Due to the COVID‑19 pandemic, many Canadians lost their jobs or were forced to work reduced hours. The impacts of the crisis varied for people with different levels of education.
To see this, we again use data from Statistics Canada. We look at prime-age workers (aged 25 to 54) in April 2020, when a substantial part of the economy was shut down to contain the spread of the virus. Since February 2020, about 13 percent of workers have lost their jobs. Most of the losses have been concentrated in jobs that require physical contact and are not considered essential to our daily lives.
For example, around 24 percent of workers in personal service (e.g., salespersons, chefs, servers and cleaners) lost their jobs. In contrast, jobs that can be done remotely (e.g., managerial, business, finance, administration and science) or are considered essential (e.g., health care and front-line public service) were not affected much.

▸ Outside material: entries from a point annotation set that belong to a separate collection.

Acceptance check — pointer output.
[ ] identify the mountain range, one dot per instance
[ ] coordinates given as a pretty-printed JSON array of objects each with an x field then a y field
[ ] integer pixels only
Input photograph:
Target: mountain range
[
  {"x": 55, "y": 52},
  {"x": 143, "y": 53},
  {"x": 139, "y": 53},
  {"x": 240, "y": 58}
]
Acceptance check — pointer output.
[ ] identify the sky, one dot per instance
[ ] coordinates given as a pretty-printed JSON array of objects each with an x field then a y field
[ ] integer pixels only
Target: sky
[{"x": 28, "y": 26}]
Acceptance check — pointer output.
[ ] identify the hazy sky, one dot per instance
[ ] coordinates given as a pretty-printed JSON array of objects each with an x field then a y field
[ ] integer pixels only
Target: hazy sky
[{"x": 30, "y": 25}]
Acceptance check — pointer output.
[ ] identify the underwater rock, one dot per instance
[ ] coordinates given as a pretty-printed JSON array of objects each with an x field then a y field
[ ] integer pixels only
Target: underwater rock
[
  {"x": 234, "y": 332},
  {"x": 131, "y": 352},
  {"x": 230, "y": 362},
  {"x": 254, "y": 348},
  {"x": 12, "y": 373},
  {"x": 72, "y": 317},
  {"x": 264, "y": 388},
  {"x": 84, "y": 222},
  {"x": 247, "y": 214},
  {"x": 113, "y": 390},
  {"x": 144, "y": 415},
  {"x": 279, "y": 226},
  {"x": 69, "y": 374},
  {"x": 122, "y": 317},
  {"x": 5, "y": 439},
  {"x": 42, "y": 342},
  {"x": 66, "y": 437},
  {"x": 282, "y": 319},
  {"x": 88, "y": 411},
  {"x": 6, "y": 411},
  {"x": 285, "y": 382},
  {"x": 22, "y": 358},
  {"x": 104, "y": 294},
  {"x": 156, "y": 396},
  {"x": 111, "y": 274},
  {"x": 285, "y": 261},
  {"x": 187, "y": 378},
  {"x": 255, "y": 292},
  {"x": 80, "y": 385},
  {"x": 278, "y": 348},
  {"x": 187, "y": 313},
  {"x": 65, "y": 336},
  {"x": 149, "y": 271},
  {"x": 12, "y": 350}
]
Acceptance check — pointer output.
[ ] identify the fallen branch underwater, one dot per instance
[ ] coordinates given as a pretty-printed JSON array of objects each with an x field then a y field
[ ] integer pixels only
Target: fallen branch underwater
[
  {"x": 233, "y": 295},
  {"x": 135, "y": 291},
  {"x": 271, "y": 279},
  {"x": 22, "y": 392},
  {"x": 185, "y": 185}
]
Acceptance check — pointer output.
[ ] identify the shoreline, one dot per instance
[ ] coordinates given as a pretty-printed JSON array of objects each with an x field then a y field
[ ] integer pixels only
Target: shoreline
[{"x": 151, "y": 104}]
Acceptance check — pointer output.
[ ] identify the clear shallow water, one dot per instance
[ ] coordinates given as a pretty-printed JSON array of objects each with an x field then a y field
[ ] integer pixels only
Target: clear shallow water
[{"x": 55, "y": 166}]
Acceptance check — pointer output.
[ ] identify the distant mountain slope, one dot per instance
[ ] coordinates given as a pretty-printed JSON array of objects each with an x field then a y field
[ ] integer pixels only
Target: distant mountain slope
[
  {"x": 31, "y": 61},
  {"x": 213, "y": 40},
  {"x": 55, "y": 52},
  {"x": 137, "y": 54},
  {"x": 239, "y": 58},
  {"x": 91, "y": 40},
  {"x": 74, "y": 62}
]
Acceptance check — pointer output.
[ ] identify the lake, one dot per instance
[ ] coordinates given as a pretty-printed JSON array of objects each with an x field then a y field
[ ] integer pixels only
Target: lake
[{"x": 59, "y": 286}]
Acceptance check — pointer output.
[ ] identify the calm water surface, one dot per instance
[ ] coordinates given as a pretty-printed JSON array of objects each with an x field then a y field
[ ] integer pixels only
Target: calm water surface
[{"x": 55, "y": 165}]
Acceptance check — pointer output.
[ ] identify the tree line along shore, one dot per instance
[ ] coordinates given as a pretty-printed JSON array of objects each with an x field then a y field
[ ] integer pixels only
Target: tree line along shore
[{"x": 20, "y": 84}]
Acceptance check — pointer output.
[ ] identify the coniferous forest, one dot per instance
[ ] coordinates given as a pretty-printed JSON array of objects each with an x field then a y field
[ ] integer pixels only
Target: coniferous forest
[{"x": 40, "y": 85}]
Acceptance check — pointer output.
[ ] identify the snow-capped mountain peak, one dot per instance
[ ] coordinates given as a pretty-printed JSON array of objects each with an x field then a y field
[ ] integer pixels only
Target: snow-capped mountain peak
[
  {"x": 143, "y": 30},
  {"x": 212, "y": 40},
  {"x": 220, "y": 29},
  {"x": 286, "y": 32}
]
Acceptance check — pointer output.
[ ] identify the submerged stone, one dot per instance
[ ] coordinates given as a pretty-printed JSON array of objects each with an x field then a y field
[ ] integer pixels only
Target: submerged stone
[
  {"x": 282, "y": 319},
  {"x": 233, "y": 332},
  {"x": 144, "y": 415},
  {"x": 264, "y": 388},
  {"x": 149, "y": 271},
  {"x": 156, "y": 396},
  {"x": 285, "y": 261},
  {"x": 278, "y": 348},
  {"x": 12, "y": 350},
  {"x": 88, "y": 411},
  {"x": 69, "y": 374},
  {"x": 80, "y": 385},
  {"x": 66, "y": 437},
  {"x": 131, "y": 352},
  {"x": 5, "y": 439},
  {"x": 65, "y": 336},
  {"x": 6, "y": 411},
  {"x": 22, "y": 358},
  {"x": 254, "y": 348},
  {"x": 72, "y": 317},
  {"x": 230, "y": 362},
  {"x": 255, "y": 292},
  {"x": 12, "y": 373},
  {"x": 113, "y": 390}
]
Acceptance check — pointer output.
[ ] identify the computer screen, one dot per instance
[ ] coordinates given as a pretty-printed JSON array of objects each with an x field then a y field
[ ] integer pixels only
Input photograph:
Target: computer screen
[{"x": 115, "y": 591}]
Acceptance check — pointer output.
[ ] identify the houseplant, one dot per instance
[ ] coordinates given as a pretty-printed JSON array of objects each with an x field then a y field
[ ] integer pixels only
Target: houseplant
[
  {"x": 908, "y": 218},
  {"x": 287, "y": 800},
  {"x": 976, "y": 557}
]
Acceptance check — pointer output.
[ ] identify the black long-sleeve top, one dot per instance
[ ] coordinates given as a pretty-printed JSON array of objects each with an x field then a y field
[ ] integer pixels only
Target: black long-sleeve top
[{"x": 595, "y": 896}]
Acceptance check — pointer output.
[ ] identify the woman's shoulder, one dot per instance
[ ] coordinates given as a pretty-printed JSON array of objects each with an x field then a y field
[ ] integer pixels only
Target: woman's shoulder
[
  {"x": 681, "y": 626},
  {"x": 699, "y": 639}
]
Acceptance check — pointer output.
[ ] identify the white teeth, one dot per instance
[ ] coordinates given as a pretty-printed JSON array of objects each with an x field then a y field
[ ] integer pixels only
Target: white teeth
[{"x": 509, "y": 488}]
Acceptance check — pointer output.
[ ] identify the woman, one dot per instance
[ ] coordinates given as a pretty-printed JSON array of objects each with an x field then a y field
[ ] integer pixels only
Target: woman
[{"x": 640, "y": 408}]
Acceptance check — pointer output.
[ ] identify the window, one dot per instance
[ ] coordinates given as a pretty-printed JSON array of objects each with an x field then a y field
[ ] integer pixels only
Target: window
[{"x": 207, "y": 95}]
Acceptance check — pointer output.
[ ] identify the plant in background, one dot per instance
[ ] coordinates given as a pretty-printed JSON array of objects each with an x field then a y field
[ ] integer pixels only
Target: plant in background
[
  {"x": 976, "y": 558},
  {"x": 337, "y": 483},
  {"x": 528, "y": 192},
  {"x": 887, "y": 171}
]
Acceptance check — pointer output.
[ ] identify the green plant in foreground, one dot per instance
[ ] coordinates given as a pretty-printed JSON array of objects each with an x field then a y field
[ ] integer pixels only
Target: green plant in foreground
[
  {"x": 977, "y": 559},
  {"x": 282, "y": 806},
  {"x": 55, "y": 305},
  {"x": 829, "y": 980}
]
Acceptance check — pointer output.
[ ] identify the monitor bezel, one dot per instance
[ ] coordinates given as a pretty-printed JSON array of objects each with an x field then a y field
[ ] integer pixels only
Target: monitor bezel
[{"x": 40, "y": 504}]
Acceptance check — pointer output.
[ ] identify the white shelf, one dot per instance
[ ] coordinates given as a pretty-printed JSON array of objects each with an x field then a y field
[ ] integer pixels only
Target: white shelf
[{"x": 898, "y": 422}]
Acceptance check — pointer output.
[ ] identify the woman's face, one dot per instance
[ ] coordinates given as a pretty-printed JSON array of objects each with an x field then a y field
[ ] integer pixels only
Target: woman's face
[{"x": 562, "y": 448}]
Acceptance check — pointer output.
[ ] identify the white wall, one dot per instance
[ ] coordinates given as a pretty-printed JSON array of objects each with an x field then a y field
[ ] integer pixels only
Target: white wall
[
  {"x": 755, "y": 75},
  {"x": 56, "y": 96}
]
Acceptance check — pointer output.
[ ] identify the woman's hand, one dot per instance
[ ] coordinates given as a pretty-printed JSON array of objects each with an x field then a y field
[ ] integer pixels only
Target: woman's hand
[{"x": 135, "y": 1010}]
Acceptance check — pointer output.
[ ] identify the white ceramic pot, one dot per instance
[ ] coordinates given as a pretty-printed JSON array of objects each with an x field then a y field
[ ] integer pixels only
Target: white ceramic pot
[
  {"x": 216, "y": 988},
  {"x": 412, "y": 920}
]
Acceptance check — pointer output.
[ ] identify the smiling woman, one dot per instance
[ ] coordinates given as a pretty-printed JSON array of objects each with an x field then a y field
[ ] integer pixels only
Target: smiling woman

You may notice that the jobs that were less affected by the measures taken to contain the spread of the virus tend to be education-intensive. That is why those with less education were hit hardest by COVID‑19. Around 18 percent of workers without post-secondary education lost their job, while only 8 percent of university graduates lost theirs. But it’s the nature of the job that matters, not the education level itself. Indeed, among university graduates who didn’t have an education-intensive job, 11 percent lost their jobs.
Some argue that the effects of COVID‑19 might be long-lasting. Remote work seems to be here to stay, at least for a while. Similarly, options for remote education are changing who can access education and when. These structural changes might shift how demand and supply for workers with different levels of education evolve in the long run.